You can use ninja instead make to build software for PULPino, just replace all occurrences of make with ninja. The same targets are supported on both make and ninja.
To interactively debug software via gdb, you need the jtag bridge as well as a
working version of gdb for the ISA you want to debug. The debug bridge depends
on the jtag_dpi
package that emulates a JTAG port and provides a TCP socket
to which the jtag bridge can connect to.
PULPino additionally provide some utilitiy targets that are supposed to make development for PULPino easier.

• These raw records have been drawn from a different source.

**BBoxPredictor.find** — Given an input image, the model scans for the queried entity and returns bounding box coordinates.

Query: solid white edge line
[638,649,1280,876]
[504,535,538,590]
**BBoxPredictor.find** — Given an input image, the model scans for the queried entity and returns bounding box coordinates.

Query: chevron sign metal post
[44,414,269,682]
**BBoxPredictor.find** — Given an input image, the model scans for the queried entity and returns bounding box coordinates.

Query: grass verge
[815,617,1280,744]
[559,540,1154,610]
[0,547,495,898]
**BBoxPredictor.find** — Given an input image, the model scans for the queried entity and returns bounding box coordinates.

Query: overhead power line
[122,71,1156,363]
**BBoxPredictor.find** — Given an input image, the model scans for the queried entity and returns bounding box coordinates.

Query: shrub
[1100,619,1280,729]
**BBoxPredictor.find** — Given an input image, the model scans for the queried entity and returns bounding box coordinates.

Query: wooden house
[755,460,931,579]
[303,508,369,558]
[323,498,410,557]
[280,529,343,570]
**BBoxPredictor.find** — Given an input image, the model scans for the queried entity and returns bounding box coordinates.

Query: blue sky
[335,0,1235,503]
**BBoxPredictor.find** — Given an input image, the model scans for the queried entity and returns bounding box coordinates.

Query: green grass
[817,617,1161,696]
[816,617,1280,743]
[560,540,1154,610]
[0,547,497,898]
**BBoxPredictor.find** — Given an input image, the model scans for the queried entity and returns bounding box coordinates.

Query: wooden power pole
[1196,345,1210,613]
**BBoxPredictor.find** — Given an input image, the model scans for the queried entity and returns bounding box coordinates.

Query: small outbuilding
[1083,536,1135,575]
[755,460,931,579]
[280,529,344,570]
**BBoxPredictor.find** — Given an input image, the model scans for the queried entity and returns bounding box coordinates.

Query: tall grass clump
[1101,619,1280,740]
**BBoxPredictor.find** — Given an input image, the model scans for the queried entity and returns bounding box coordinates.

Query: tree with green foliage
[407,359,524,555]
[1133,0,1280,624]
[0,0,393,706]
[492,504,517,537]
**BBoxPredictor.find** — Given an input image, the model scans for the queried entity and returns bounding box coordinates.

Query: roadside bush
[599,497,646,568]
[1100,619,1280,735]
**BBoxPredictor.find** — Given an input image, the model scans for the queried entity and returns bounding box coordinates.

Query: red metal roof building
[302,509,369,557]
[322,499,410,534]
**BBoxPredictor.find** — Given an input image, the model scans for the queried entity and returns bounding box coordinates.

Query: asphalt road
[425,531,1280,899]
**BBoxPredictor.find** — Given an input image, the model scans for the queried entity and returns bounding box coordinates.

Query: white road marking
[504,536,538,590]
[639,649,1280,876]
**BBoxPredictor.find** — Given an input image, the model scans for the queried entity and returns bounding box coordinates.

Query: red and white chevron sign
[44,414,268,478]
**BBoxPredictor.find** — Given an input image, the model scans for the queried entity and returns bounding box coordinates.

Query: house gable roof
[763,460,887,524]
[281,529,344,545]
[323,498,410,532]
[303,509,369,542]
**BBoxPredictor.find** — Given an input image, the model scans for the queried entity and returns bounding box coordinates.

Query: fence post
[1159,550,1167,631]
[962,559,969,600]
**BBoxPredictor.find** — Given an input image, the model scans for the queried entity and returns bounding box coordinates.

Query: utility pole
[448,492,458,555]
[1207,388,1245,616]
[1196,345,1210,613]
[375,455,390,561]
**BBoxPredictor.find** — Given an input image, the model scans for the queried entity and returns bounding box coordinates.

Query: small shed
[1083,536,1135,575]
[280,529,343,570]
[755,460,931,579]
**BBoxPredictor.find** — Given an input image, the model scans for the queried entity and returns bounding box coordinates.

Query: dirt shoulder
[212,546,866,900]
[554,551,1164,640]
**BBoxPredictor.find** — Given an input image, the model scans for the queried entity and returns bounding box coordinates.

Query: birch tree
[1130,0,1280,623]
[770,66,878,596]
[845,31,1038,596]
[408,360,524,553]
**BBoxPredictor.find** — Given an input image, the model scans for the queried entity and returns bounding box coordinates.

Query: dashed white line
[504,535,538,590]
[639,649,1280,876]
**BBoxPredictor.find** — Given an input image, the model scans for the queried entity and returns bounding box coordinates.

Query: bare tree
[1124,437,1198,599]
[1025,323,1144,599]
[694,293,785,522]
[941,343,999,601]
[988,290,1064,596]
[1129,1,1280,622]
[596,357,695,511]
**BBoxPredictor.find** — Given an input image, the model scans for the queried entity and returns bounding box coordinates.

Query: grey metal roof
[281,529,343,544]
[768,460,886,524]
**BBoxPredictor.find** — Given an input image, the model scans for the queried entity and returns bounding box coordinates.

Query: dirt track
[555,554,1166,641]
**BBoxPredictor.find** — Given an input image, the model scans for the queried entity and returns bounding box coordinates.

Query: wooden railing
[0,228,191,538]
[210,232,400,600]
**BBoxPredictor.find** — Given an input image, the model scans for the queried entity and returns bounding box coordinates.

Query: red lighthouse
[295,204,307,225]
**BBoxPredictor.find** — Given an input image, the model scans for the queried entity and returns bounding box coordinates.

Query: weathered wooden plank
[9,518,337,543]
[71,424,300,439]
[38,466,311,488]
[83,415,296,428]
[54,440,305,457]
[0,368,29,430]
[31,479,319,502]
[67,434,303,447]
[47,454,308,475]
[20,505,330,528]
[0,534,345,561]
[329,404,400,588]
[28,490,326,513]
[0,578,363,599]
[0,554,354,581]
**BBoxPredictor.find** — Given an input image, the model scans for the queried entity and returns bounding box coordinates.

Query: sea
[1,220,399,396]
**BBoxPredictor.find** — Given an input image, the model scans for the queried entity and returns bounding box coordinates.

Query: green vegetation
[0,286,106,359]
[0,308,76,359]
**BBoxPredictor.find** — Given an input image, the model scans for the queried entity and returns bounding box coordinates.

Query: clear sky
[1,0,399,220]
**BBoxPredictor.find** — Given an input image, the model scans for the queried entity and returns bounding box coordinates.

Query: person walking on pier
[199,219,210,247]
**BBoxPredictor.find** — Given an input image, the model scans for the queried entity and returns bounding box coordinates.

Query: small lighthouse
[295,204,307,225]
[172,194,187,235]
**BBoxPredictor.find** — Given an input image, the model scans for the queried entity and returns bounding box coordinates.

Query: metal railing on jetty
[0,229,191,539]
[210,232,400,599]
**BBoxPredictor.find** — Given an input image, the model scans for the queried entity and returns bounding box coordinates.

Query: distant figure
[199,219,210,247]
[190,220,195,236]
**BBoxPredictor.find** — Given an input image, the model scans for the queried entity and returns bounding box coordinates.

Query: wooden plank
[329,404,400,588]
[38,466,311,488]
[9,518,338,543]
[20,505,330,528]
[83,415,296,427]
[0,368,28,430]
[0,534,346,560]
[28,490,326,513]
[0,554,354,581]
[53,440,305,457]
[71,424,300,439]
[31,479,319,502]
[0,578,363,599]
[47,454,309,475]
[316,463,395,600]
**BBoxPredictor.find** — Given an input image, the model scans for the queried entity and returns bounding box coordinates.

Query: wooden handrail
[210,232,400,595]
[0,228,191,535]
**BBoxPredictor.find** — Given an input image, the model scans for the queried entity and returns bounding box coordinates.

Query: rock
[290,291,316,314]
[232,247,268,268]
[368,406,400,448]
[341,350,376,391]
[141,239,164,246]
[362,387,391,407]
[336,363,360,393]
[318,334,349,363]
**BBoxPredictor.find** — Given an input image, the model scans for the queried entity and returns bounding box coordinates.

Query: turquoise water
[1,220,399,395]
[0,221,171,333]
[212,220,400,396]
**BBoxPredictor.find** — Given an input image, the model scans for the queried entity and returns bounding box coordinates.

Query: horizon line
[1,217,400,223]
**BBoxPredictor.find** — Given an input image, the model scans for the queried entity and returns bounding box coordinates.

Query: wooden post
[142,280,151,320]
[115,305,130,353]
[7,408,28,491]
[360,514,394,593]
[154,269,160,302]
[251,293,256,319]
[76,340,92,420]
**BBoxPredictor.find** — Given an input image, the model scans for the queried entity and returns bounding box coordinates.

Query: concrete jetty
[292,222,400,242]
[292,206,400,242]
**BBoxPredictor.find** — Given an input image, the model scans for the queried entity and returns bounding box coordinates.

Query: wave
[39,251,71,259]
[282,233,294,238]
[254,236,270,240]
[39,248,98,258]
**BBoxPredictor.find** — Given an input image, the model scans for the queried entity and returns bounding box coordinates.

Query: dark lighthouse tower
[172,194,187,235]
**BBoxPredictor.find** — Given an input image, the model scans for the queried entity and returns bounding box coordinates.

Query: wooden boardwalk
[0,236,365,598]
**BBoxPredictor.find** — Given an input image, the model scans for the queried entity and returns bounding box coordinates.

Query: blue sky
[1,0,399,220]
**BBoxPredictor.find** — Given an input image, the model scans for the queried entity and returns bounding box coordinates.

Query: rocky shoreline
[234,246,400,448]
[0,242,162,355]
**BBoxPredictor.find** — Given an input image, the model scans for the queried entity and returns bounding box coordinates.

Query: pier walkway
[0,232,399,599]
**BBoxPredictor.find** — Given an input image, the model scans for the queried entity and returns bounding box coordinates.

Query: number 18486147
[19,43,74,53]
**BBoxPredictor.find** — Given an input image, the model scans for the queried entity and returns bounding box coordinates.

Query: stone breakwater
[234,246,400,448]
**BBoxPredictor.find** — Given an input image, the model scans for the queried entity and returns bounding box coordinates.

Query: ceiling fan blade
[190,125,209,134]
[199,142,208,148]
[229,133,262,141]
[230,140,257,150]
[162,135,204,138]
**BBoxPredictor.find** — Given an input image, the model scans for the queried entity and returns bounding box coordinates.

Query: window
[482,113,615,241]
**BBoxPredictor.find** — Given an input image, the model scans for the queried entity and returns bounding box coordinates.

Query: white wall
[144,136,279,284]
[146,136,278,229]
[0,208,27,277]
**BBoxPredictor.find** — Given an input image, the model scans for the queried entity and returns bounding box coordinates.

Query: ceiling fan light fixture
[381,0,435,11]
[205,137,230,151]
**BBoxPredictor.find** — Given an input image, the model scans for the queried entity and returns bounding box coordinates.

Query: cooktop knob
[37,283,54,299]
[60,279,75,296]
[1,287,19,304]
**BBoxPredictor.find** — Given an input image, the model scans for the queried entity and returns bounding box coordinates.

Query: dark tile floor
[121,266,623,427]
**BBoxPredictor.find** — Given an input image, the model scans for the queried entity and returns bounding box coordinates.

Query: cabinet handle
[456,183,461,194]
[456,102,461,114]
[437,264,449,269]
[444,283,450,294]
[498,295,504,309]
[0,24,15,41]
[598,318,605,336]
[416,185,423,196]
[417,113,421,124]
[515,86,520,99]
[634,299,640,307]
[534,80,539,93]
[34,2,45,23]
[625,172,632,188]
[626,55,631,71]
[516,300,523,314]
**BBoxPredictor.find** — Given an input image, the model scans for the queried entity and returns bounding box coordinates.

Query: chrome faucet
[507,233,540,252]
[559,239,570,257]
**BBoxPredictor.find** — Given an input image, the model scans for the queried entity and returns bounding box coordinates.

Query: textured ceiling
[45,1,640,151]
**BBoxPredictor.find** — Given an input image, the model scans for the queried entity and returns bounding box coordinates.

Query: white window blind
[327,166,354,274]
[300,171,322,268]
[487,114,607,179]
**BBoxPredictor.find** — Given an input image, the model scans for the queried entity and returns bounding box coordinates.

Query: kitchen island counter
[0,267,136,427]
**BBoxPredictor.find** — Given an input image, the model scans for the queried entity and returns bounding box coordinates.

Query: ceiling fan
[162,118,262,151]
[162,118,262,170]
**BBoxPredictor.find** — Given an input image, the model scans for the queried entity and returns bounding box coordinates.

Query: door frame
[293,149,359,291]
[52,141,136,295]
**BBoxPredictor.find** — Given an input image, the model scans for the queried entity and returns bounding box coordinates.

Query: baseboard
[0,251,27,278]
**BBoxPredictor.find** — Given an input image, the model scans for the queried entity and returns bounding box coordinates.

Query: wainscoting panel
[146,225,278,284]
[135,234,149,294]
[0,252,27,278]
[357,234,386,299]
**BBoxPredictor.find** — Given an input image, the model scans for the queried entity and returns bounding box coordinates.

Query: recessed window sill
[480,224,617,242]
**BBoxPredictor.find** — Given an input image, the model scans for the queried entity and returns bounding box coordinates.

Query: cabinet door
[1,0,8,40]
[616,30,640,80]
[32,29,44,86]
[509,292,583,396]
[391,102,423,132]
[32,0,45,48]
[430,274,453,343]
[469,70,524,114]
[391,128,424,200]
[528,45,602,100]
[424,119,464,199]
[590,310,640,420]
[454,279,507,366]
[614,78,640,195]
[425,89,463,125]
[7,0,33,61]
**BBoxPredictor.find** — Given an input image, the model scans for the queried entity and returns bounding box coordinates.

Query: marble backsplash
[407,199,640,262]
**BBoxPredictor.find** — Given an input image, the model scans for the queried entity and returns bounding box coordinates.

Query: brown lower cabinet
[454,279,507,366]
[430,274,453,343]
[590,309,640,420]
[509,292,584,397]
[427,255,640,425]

For disassembling a program call
make helloworld.read
To regenerate the bootcode and copy it to the rtl
folder use
make boot_code.install
PULPino-Klessydra can be synthesized and run on a ZedBoard.
Take a look at the fpga
subfolder for more information.
Most of official Arduino libraries are supported by PULPino software, they can be compiled, simulated and uploded the same way as traditional software programs using the available PULPino utilities. You only need to include main.cpp at the beginning of the program:
#include "main.cpp"
Take a look at the sw/libs/Arduino_libs
subfolder for more information about
the status of the currently supported libraries.